I’ll share a few:
Learning Connections in Financial Time Series
To reduce risk, investors seek assets that have high expected return and are unlikely to move in tandem. Correlation measures are generally used to quantify the connections between equities. The 2008 financial crisis, and its aftermath, demonstrated the need for a better way to quantify these connections. We present a machine learning-based method to build a connectedness matrix to address the shortcomings of correlation in capturing events such as large losses. Our method uses an unconstrained optimization to learn this matrix, while ensuring that the resulting matrix is positive semi-definite. We show that this matrix can be used to build portfolios that not only “beat the market,” but also outperform optimal (i.e., minimum variance) portfolios.
Although it uses a quadratic programming approach instead of an ML-based optimizer, the sections on connectedness are useful for anyone that wants to understand a method for addressing shortcomings of covariance-based approaches when dealing with long-tail/black-swan events.
The 101 Ways to Measure Portfolio Performance
This paper performs a census of the 101 performance measures for portfolios that have been proposed so far in the scientific literature.
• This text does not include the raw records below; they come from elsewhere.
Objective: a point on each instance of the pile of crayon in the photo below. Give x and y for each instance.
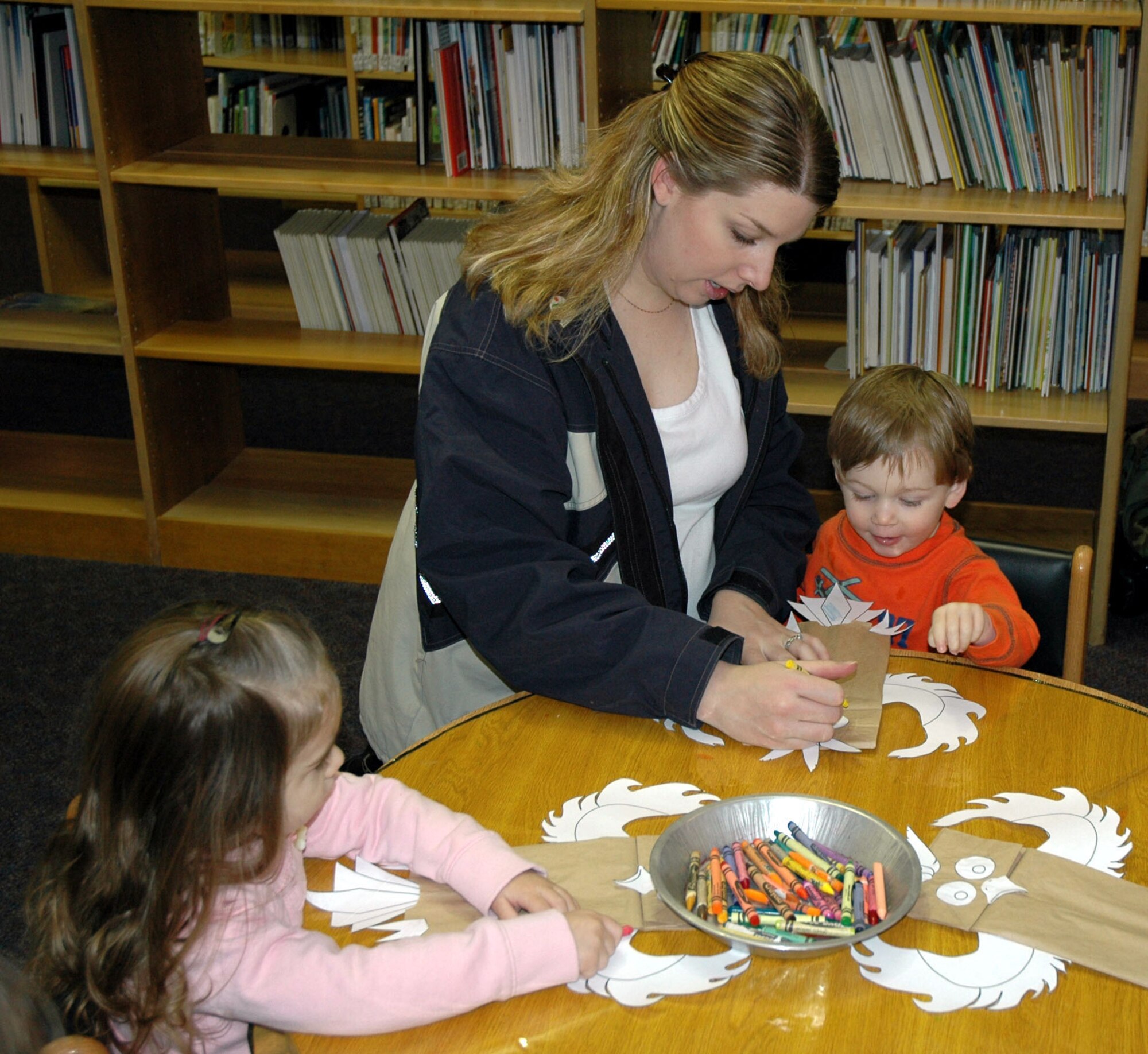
(790, 889)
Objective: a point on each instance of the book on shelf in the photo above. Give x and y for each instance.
(370, 273)
(1012, 107)
(384, 45)
(508, 95)
(252, 104)
(998, 309)
(237, 34)
(58, 303)
(43, 100)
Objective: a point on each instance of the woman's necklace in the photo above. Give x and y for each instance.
(647, 311)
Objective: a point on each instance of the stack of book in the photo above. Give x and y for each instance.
(677, 36)
(1021, 308)
(252, 104)
(370, 273)
(384, 44)
(42, 82)
(1005, 107)
(509, 96)
(227, 34)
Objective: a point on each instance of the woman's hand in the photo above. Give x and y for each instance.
(531, 893)
(771, 706)
(765, 637)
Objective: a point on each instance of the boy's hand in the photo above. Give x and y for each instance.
(596, 937)
(956, 627)
(531, 893)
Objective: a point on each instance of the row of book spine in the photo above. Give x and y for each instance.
(239, 34)
(370, 273)
(43, 102)
(509, 95)
(1004, 107)
(677, 36)
(998, 309)
(385, 44)
(250, 104)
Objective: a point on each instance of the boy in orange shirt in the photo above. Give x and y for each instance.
(902, 445)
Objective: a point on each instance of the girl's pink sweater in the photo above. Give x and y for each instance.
(258, 965)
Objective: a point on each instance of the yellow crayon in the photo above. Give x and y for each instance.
(692, 882)
(790, 664)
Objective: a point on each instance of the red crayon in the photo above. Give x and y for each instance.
(743, 875)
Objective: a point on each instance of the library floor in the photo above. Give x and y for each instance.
(63, 618)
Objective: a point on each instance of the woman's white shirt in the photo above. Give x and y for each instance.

We discuss their main strengths and weaknesses and provide a classification based on their objectives, properties and degree of generalization. The measures are categorized based on the general way they are computed: asset selection vs. market timing, standardized vs. individualized, absolute vs. relative and excess return vs. gain measure. We show that several categories have been exhausted while some others feature very heterogeneous ways to assess performance within the same sets of objectives
If you liked Performance Stationarity, then you’ll enjoy this paper, which has a healthy discussion of the pros and cons of all the different methods for measuring your performance.
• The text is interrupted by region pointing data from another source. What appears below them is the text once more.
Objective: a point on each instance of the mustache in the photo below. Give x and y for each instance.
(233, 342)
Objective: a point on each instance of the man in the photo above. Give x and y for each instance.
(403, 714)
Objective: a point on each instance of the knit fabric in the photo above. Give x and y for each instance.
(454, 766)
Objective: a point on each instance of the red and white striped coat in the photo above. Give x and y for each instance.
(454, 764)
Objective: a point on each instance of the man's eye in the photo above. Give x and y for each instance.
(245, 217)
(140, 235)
Invariant Risk Minimization
We introduce Invariant Risk Minimization (IRM), a learning paradigm to estimate invariant correlations across multiple training distributions. To achieve this goal, IRM learns a data representation such that the optimal classifier, on top of that data representation, matches for all training distributions. Through theory and experiments, we show how the invariances learned by IRM relate to the causal structures governing the data and enable out-of-distribution generalization.
Sections 1 and 2 give a really good background on the issues with training ML models on “data collected in different environments”. It’s not explicitly about time series modelling, but I think the issue translates well into the Numerai dataset. The main takeway I took from this paper was “it would be great if your ML model came out the same, regardless of which rows you sample for training/validation”.